On December 27, 2013, Smith confirmed on Twitter that a ninth season will go into production in spring of 2014. Although creator Mike Clattenburg, along with producers Barrie Dunn and Michael Volpe, are not involved, they gave their blessings to the trio and are credited as the original creators on the revived series.

On March 5, 2014, Netflix announced that the two new seasons of Trailer Park Boys will air exclusively on their streaming service later this year. In addition to season 8 and 9, the network will also air three specials (Community Service Special, Swearnet Special, Trailer Park Boys Xmas) and two new films (Trailer Park Boys 3: Don’t Legalize It and Swearnet) after their theatrical release.[3]

A new 80-minute special titled Trailer Park Boys: Live In Fuckin’ Dublin debuted on June 1, 2014, exclusively on Netflix.[citation needed]

On September 1, 2014, Netflix announced that season 8 of Trailer Park Boys will be available on September 5.

On November 15, 2014, Netflix released a new 90-minute special, titled Trailer Park Boys: Live at the North Pole.

Season 9 of Trailer Park Boys was made available on March 27, 2015.[citation needed]

On June 1, 2015, Swearnet officially announced that the production of Season 10 is underway.[52]

On December 9, 2015, a new 75-minute special debuted on Netflix, titled Trailer Park Boys: Drunk, High, and Unemployed Live In Austin.

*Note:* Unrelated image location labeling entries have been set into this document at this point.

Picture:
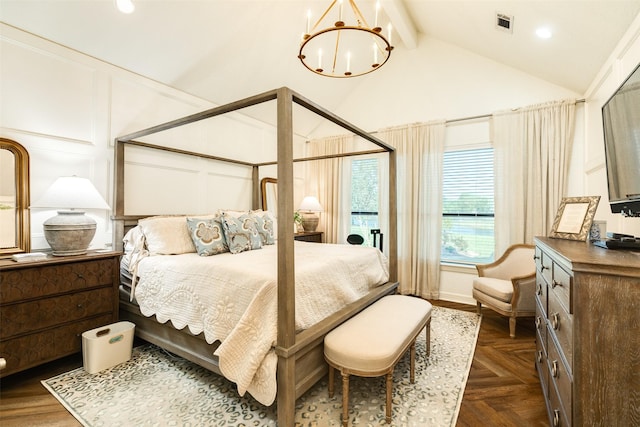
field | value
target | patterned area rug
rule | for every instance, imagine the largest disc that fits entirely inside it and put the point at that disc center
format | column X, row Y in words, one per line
column 156, row 388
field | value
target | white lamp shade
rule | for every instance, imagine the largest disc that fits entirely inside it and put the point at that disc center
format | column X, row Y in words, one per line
column 310, row 204
column 71, row 192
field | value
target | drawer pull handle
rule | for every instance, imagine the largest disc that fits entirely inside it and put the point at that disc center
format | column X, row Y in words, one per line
column 555, row 321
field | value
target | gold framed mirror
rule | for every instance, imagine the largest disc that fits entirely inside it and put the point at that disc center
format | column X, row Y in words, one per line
column 15, row 236
column 269, row 190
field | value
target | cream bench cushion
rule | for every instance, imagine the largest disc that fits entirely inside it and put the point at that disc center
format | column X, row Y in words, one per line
column 372, row 342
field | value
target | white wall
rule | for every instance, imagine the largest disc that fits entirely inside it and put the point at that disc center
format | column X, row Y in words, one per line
column 67, row 108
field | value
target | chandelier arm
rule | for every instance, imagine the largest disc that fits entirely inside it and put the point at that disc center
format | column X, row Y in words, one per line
column 335, row 53
column 357, row 13
column 326, row 12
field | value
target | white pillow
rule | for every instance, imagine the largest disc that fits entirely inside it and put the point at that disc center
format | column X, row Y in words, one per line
column 167, row 235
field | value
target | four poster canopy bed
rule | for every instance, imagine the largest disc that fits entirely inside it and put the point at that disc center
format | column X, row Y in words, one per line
column 264, row 314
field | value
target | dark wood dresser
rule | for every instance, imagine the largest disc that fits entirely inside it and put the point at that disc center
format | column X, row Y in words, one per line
column 309, row 236
column 588, row 333
column 45, row 306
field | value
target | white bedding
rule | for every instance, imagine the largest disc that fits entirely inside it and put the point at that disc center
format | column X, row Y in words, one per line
column 233, row 298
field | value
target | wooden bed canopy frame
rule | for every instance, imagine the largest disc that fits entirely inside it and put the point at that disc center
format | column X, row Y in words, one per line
column 300, row 355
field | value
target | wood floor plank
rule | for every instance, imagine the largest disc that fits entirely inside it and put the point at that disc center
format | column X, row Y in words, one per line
column 502, row 389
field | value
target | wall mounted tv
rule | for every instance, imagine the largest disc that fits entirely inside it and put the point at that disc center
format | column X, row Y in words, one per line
column 621, row 122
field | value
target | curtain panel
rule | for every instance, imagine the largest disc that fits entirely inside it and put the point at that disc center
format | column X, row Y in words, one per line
column 419, row 154
column 532, row 147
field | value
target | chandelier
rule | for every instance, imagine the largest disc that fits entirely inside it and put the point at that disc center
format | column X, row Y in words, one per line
column 333, row 48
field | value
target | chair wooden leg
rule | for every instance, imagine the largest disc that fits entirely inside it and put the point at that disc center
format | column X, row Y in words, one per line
column 428, row 329
column 345, row 399
column 389, row 389
column 331, row 377
column 412, row 363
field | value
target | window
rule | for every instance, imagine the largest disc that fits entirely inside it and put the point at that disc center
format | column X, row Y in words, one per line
column 365, row 196
column 468, row 206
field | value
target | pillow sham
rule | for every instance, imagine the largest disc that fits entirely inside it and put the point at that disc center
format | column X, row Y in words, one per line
column 167, row 235
column 207, row 235
column 241, row 233
column 265, row 224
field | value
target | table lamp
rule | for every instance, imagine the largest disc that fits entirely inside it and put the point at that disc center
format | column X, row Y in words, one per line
column 71, row 231
column 309, row 206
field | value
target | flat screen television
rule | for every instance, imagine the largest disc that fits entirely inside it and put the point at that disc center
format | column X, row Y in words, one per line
column 621, row 123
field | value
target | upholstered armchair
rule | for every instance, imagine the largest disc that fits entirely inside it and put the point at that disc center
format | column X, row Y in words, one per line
column 507, row 285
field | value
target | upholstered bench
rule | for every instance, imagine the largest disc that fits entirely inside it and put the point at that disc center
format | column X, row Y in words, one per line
column 372, row 342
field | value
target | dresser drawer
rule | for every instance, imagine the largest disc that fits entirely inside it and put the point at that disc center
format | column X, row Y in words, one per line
column 541, row 326
column 42, row 280
column 541, row 293
column 23, row 318
column 541, row 365
column 32, row 350
column 558, row 415
column 561, row 286
column 559, row 376
column 546, row 267
column 561, row 326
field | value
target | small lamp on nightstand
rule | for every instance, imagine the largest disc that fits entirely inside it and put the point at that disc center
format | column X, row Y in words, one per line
column 71, row 231
column 309, row 206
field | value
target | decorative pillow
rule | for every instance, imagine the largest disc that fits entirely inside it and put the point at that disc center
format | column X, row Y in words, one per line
column 241, row 233
column 266, row 226
column 167, row 235
column 207, row 235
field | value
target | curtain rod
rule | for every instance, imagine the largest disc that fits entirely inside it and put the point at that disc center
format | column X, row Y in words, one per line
column 485, row 116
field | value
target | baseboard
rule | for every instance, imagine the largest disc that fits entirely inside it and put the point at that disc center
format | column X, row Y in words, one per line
column 459, row 298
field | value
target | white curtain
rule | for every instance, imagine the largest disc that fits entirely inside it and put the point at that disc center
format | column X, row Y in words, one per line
column 532, row 147
column 324, row 178
column 419, row 153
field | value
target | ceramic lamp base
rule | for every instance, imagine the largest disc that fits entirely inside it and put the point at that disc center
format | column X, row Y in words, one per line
column 69, row 232
column 310, row 222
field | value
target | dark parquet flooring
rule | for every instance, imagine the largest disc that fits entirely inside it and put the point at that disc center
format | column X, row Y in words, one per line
column 503, row 388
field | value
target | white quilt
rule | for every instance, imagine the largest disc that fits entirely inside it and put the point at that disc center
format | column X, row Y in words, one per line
column 233, row 298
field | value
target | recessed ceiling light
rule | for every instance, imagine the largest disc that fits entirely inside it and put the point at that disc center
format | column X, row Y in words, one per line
column 544, row 33
column 125, row 6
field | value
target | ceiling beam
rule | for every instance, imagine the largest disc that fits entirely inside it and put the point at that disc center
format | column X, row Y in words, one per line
column 399, row 17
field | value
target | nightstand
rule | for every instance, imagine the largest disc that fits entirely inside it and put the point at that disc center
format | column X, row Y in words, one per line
column 309, row 236
column 45, row 306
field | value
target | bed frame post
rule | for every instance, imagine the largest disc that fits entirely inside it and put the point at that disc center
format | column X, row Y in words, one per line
column 286, row 275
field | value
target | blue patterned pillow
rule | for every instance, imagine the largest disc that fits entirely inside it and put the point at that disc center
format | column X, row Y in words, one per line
column 241, row 233
column 207, row 235
column 265, row 226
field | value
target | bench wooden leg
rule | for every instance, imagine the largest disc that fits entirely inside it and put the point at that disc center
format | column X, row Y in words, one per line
column 428, row 329
column 412, row 369
column 345, row 399
column 331, row 376
column 389, row 389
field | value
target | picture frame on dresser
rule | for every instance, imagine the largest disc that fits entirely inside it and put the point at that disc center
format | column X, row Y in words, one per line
column 574, row 218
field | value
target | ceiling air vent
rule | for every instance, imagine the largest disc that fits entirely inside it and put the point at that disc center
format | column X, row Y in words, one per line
column 504, row 22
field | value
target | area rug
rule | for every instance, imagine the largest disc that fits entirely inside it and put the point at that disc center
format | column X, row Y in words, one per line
column 156, row 388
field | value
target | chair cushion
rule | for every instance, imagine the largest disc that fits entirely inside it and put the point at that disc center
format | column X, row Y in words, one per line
column 371, row 341
column 499, row 289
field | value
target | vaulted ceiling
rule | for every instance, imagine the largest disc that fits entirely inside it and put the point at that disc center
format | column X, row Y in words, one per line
column 223, row 50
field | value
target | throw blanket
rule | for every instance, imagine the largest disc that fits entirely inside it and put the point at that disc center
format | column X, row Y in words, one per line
column 233, row 299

On March 28, 2016, Netflix released season 10 of the Trailer Park Boys. It consisted of 10 episodes and includes appearances from several well-known stars such as Snoop Dogg, Jimmy Kimmel, Doug Benson and Tom Arnold. Two episodes were directed by Bobby Farrelly.

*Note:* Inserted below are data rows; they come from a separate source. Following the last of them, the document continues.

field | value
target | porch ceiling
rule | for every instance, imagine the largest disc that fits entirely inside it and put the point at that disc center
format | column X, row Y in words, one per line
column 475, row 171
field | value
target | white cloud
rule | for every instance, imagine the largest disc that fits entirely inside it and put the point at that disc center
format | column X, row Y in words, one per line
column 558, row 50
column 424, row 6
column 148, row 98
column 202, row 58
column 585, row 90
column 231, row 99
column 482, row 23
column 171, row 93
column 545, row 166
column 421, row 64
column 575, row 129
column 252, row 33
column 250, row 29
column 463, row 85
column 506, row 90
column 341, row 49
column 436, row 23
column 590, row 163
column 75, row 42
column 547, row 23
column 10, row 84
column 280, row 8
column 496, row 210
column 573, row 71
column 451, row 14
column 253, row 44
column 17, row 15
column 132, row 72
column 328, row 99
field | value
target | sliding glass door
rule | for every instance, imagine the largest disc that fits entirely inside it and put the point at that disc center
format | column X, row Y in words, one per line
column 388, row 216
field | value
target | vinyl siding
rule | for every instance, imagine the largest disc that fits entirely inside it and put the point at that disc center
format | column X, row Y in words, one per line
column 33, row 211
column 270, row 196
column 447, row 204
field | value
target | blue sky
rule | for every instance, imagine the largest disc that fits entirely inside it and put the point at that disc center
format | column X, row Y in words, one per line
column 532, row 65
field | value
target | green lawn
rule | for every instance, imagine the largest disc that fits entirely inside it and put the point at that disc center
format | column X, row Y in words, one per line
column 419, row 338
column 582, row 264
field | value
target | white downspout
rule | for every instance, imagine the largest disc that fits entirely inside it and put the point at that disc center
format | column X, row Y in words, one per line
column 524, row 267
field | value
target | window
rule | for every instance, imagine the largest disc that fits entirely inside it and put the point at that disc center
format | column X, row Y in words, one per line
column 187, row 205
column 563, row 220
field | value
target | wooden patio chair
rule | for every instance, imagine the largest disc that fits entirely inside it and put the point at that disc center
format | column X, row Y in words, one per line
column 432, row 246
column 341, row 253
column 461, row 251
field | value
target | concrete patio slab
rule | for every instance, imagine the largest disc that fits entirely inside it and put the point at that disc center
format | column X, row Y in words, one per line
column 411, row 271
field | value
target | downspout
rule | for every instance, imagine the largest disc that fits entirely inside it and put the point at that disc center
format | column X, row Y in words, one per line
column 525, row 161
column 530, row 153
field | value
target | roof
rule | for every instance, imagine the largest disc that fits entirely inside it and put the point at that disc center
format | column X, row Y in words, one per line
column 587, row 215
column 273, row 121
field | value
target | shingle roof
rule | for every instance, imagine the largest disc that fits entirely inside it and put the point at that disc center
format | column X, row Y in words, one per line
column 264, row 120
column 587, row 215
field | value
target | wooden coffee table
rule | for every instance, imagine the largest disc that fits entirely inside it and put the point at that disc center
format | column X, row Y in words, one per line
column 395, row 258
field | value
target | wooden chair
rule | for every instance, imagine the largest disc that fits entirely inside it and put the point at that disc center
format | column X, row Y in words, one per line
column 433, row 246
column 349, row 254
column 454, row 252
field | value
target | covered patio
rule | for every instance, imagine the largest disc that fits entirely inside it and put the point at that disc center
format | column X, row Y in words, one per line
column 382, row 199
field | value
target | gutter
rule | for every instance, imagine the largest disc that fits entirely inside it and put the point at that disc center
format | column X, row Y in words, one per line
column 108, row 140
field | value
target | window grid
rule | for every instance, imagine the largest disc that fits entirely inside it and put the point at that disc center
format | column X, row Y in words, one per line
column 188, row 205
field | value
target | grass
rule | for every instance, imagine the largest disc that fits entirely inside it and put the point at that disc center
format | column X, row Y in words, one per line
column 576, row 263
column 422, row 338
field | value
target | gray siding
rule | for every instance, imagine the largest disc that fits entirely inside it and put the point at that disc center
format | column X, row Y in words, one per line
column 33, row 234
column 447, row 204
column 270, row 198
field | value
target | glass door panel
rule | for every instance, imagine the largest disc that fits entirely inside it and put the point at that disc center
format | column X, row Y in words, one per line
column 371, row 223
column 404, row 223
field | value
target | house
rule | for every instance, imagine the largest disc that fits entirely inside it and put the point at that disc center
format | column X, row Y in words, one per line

On April 2, 2016, and on April 20, 2016, Lucy DeCoutere and Jonathan Torrens announced they were leaving the show.

On May 30, 2016, filming and production began for Season 11 of Trailer Park Boys.

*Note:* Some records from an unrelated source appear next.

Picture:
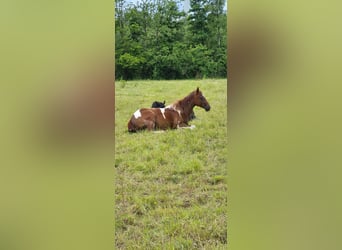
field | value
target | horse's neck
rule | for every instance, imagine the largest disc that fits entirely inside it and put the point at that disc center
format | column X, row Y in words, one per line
column 185, row 107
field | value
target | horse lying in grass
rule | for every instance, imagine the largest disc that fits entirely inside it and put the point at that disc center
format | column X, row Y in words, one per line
column 157, row 104
column 173, row 116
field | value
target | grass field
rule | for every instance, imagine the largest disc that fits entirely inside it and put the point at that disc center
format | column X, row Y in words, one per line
column 171, row 188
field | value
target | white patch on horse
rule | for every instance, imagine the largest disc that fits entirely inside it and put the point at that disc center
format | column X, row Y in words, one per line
column 162, row 110
column 190, row 127
column 137, row 114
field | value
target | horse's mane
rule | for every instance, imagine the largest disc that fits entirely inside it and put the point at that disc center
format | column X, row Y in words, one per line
column 181, row 106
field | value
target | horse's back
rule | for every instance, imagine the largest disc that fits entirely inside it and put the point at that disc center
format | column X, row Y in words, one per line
column 153, row 118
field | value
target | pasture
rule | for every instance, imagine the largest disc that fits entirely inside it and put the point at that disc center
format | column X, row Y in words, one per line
column 171, row 187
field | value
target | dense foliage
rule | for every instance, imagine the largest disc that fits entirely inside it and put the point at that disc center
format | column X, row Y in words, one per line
column 155, row 39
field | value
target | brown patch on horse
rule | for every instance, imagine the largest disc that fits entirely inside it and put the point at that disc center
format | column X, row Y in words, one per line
column 173, row 116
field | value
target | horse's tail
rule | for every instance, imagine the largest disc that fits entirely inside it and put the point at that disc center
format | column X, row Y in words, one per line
column 131, row 127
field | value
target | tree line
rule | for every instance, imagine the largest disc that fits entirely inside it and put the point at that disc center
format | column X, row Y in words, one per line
column 155, row 39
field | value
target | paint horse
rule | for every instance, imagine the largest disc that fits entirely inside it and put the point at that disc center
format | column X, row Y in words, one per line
column 157, row 104
column 173, row 116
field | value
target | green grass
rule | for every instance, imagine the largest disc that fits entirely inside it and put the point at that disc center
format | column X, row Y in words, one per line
column 170, row 188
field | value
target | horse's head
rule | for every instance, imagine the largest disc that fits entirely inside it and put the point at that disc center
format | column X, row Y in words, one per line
column 158, row 104
column 199, row 100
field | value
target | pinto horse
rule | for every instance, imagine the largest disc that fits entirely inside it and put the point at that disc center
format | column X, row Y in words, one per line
column 157, row 104
column 173, row 116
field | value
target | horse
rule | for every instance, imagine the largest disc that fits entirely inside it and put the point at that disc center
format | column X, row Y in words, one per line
column 173, row 116
column 157, row 104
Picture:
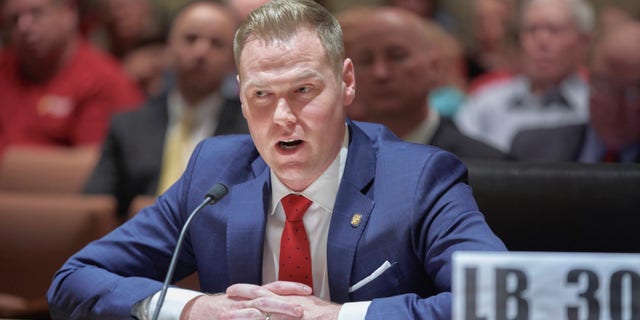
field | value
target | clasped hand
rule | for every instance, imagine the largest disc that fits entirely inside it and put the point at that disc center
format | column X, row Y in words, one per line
column 280, row 300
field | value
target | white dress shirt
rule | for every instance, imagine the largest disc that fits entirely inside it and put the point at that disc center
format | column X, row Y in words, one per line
column 323, row 192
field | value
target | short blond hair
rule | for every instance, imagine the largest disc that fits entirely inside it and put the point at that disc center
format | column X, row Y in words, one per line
column 280, row 20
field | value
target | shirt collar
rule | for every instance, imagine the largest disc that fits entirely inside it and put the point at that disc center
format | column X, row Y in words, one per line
column 565, row 95
column 324, row 190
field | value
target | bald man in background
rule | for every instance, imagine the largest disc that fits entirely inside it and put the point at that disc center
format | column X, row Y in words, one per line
column 136, row 153
column 395, row 75
column 613, row 131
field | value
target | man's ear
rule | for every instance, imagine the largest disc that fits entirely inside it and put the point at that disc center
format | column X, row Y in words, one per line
column 348, row 82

On July 5, 2016, filming for Season 11 was completed and editing began.

On October 28, 2016, Trailer Park Boys Out of the Park: Europe was made available to stream on Netflix with 8 episodes.

On February 22, it was announced that Season 11 would air March 31, 2017.

On March 31, 2017, Season 11 aired.

On April 20, 2017, an animated greasy and story-driven mobile video game, entitled Trailer Park Boys: Greasy Money (as the TV show’s only video game), was released on Android and IOS devices.

On June 19, 2017, it was announced that filming of the twelfth season is officially underway.

On October 16, 2017, John Dunsworth died at the age of 71, with Season 12 marking his final appearance ever on the show.

On November 7, 2017, the cast announced through social media that “Trailer Park Boys: Out of the Park: USA” will be available on Netflix on November 24th, 2017. This is the second season in the “Out of the Park” spin-off series.

As of July, 2018, no announcements have been made regarding future production, leading to speculation that the series will take a hiatus or perhaps return as an animated production. The Trailer Park Boys Podcast and live appearances continue.